Estimation: Precision and Accuracy (and Economics)

I was listening to a episode of the NPR show Planet Money on the accuracy of economic forecasts and how economic forecasts often have precision, but are often inaccurate. Consider this exchange between two of the show’s hosts:

Alex Blumberg: On average, the leading forecasters, like Prakken’s Macroeconomic Advisors, have around a one percentage point margin of error, which might sound pretty good. But let’s say you forecast a two percent growth rate for the year. That means you’re saying the actual rate will be somewhere between one percent and three percent.

Adam Davisdon: Now those are two totally different economies. One percent, that doesn’t even keep up with population growth. That’s a bad year. Unemployment will go up. It’ll feel bad in the U.S. Three percent is the opposite, a pretty good year.
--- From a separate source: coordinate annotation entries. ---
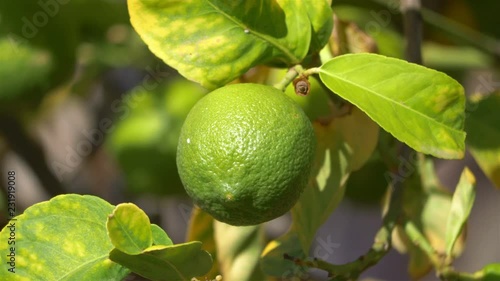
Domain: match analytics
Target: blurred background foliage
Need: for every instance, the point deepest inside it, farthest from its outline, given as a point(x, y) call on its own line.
point(86, 108)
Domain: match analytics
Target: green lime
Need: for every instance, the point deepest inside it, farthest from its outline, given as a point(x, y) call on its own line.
point(245, 153)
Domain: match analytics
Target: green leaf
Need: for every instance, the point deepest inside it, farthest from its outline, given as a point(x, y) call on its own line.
point(461, 205)
point(345, 144)
point(213, 42)
point(160, 237)
point(238, 251)
point(321, 17)
point(490, 272)
point(175, 262)
point(62, 239)
point(426, 205)
point(201, 228)
point(483, 134)
point(422, 107)
point(129, 229)
point(22, 69)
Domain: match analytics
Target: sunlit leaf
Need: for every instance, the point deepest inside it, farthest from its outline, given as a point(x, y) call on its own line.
point(427, 205)
point(419, 106)
point(160, 237)
point(238, 251)
point(201, 228)
point(483, 133)
point(62, 239)
point(129, 229)
point(213, 42)
point(22, 69)
point(490, 272)
point(461, 205)
point(176, 262)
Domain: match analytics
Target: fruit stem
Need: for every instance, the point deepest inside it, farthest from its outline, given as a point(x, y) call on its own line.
point(293, 73)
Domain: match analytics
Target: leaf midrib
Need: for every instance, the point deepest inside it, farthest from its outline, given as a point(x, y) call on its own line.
point(259, 35)
point(389, 100)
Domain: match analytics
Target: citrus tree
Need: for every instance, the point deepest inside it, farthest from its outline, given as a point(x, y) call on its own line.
point(289, 104)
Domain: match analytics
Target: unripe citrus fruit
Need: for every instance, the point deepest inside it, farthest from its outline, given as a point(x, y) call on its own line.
point(245, 153)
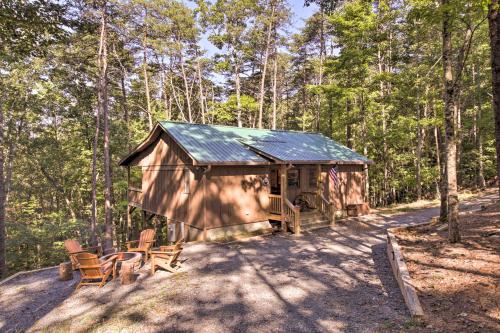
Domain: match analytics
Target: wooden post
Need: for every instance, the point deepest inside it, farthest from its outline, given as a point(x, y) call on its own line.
point(127, 273)
point(283, 190)
point(65, 271)
point(296, 226)
point(319, 187)
point(332, 212)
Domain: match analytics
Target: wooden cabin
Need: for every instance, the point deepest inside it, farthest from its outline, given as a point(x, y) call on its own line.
point(220, 181)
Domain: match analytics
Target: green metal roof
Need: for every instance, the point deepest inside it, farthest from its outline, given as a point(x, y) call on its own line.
point(226, 144)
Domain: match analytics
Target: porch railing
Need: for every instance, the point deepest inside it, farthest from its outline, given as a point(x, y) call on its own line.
point(275, 204)
point(135, 196)
point(311, 198)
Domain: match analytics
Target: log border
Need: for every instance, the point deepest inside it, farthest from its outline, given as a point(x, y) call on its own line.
point(402, 275)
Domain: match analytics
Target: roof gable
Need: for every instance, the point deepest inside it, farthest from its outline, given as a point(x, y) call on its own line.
point(216, 144)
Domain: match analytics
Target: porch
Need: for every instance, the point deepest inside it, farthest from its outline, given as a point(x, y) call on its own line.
point(305, 184)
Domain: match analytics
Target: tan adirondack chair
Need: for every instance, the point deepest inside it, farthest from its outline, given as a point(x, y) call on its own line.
point(146, 240)
point(167, 257)
point(73, 247)
point(94, 271)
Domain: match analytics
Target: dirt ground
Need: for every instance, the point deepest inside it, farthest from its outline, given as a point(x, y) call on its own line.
point(458, 284)
point(331, 280)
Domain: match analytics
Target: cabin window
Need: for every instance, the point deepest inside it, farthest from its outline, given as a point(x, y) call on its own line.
point(294, 178)
point(186, 176)
point(313, 181)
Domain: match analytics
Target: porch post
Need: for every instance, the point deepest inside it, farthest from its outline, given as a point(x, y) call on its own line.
point(284, 178)
point(319, 187)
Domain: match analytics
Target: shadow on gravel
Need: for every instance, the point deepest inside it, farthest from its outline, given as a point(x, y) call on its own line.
point(31, 297)
point(386, 276)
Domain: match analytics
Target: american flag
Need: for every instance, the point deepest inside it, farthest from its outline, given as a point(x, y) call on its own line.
point(334, 176)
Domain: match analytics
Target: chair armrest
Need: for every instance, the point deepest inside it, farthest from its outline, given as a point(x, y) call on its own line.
point(112, 258)
point(76, 252)
point(165, 253)
point(92, 247)
point(90, 266)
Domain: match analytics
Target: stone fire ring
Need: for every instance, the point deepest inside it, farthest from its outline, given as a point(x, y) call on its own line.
point(134, 258)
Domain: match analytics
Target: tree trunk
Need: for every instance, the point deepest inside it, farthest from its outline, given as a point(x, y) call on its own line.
point(186, 88)
point(476, 127)
point(494, 29)
point(381, 70)
point(145, 69)
point(200, 87)
point(275, 87)
point(238, 90)
point(103, 105)
point(264, 69)
point(3, 264)
point(450, 135)
point(418, 162)
point(348, 127)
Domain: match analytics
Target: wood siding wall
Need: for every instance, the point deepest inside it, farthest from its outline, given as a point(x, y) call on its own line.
point(224, 196)
point(351, 187)
point(236, 195)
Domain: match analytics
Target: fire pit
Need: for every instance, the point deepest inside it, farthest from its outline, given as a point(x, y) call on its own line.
point(128, 257)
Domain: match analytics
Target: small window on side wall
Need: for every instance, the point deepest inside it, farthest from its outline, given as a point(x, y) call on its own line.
point(313, 181)
point(185, 179)
point(294, 178)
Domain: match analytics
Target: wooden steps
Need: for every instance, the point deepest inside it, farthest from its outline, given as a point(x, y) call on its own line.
point(311, 220)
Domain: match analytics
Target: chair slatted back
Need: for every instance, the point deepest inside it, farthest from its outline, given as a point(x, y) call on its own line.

In one of the interviews, Simon Johnson, (Economist, MIT, Peterson Institute for International Economics) said this about economic estimates:

I would call it a necessary evil. There’s so much imprecision. There’s so much, you know, lagging in terms of our updating, that in some sense, we’d be better off without forecasts. We’d better off, you know, making up our minds afresh every day. But the problem is the businesses, the institutions, all involve thinking about the future and planning for the future. And you can’t do that without taking a view of the future.
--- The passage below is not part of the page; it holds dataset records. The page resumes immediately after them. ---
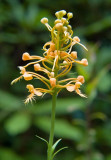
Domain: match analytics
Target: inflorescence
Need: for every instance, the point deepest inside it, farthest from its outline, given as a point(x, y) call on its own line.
point(56, 62)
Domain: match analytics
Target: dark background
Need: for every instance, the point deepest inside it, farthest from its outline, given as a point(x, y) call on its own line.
point(84, 124)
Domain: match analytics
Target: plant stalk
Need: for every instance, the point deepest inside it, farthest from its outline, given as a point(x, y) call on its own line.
point(49, 151)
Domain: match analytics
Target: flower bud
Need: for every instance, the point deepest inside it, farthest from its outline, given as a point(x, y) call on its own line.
point(63, 20)
point(44, 20)
point(57, 21)
point(64, 62)
point(26, 56)
point(69, 27)
point(70, 15)
point(84, 62)
point(59, 26)
point(77, 85)
point(76, 39)
point(70, 88)
point(52, 46)
point(64, 28)
point(62, 12)
point(63, 54)
point(30, 88)
point(27, 76)
point(22, 69)
point(37, 67)
point(81, 79)
point(74, 54)
point(53, 82)
point(52, 74)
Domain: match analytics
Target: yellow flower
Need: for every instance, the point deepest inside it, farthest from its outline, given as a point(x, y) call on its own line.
point(56, 62)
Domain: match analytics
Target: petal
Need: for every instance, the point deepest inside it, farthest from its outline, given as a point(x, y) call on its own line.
point(79, 92)
point(38, 93)
point(27, 76)
point(70, 88)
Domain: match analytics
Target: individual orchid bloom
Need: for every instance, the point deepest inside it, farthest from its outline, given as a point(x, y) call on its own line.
point(56, 62)
point(75, 87)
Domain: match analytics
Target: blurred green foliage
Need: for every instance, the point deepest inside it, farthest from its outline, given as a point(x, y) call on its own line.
point(84, 124)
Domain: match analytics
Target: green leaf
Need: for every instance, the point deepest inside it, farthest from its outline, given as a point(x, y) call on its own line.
point(55, 144)
point(64, 106)
point(62, 128)
point(9, 101)
point(98, 115)
point(42, 139)
point(7, 154)
point(18, 123)
point(58, 151)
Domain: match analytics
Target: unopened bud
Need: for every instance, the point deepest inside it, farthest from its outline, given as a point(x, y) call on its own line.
point(52, 46)
point(76, 39)
point(70, 15)
point(53, 82)
point(57, 21)
point(27, 76)
point(59, 26)
point(30, 87)
point(44, 20)
point(26, 56)
point(22, 69)
point(74, 54)
point(63, 54)
point(52, 74)
point(84, 62)
point(64, 62)
point(64, 28)
point(81, 79)
point(60, 14)
point(63, 20)
point(77, 85)
point(37, 67)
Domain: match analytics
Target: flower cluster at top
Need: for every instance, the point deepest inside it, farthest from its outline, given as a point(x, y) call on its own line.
point(56, 62)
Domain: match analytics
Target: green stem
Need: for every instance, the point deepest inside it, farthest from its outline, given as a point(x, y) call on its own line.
point(49, 152)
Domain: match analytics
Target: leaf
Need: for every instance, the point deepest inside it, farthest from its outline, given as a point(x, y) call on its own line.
point(64, 106)
point(98, 115)
point(58, 151)
point(55, 144)
point(18, 123)
point(62, 128)
point(7, 154)
point(42, 139)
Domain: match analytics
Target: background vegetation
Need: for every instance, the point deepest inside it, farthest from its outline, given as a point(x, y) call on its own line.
point(84, 124)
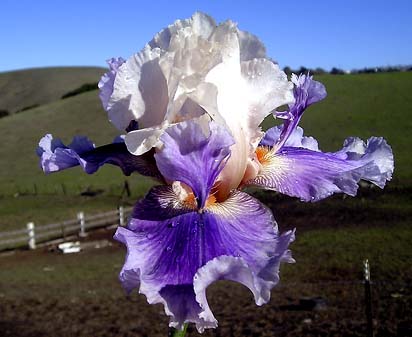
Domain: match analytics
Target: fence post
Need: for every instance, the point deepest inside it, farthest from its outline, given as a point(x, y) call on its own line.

Which sounds quite analogous to estimates on software projects. One of the reasons that Planning Poker estimation uses a non-linear scale (for example, a Fibonacci sequence)) is that, in general, as tasks get larger, you are less accurate. While it might be meaningful to talk about a 1 hour task as opposed to a 2 hour task,  it’s less likely to be useful to estimate 6 hours as opposed to 5 hours for a task. (A Planning Poker desk might have 1,2,3,5,8, 13, etc, hours as possible values.)

Planning Poker is intuitive, and often matches experience, yet many people insist on estimating a task that takes more than 3 hours as 4 rather than 5. This is probably because everyone forgets that estimates are just that: “estimates.” Estimation gets better as a team works together, but the estimates are only one part of the planning process. If the goal of the team is to make a commitment to deliver functionality, then the non-linear jump in estimates is a measure of risk. The best way to reduce risk is to work in smaller pieces. When faced with a task that is bigger than an 8, and 13 seems too big, see if you can decompose the task in to smaller tasks, thus improving your ability to estimate accurately.

Estimation is difficult, not just for software teams, but we need something to help us plan, so just be mindful to give estimates the appropriate precision. And reestimate work remaining as you go.